What matters is how hearts are primarily wrenched but eventually recovered. Misunderstandings towards queer people are depicted, but ways to comprehend are shown. The room to better how one cares for the people they love is always there, and that does not require any formidable force but the dismantling of the norm-abiding thoughts. The same notion goes for how men are bound to ‘lead’ and be ‘experienced’, and fatally, they must not show the so-called ‘sign of weaknesses.’ Normative masculinity disheartens popular boys to speak their mind, yet it is only clear communications and courage that can wreck the wrath of the man-up attitudes portrayed.
The series, 17.3 About a Sex, further approaches human sexuality in consonance with the promotion of sexual wellness. Safe sex is of the relative concern to how a pansexual or asexual person can live safely in their own community. The dynamics of consent is, too, discussed more than a few times, along with how STDs and means to handle or prevent them are brought up out of cowardice.
“When we talk it over properly and both feel we want to do it and without forcing it,” said a heterosexual girl to his pansexual boyfriend about having sex.
Throughout the story, it is a biology teacher who helps embolden students to be comfortable with their desires, knowledgeable of their choices, and empathetic of the journeys of other people that coincide with theirs. She demonstrates how a woman can defy male higher-ups who carry the loudest speaker. The importance of a healthy support system is highlighted to play a part in securing one’s stance with themselves, and how it essentially could bridge the relationship between family members.

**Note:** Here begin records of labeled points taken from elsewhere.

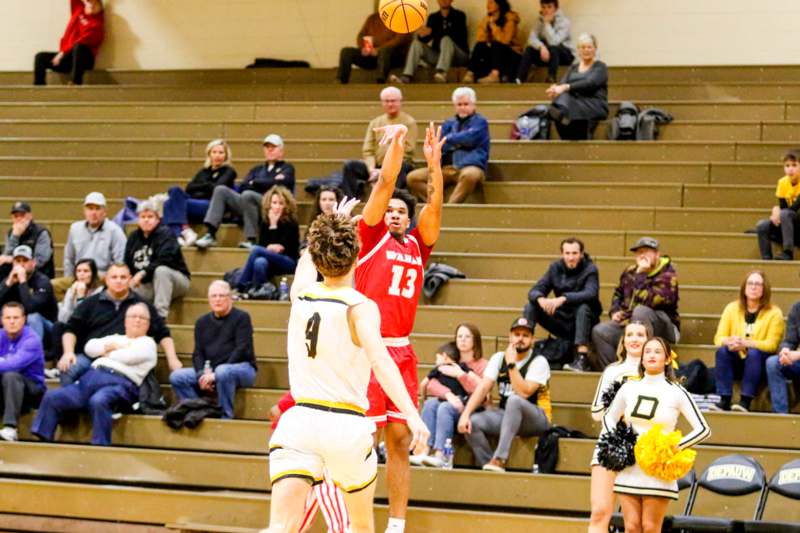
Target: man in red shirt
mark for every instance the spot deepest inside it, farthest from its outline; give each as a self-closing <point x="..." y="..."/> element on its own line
<point x="390" y="272"/>
<point x="79" y="45"/>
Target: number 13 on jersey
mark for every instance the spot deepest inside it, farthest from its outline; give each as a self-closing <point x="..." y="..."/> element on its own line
<point x="403" y="281"/>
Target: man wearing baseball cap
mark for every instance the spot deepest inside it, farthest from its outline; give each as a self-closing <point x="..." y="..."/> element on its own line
<point x="26" y="285"/>
<point x="25" y="231"/>
<point x="94" y="237"/>
<point x="648" y="293"/>
<point x="247" y="202"/>
<point x="522" y="380"/>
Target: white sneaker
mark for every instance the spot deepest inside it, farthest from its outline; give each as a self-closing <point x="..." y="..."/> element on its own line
<point x="189" y="237"/>
<point x="9" y="434"/>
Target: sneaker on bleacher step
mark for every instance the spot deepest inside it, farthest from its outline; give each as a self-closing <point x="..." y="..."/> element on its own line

17.3 About a Sex marks the diverse shapes of love and the peculiarity of what is held to be natural. Parents spark anxiety of the potential that their kids might enter the otherworld if sexuality is exchanged amidst an open space under the roof. Yet, let’s not forget that parents do also need time to reacquaint what was taboos when their youth prevailed. The road continues to stretch as we still have to learn to listen to each other more.
“People have all kinds of relationships. There’s no real standard for what is normal. For that reason, there’s no reason to fit in with others” Sakura Seino concludes as the series, 17.3 About a Sex, has come to an end.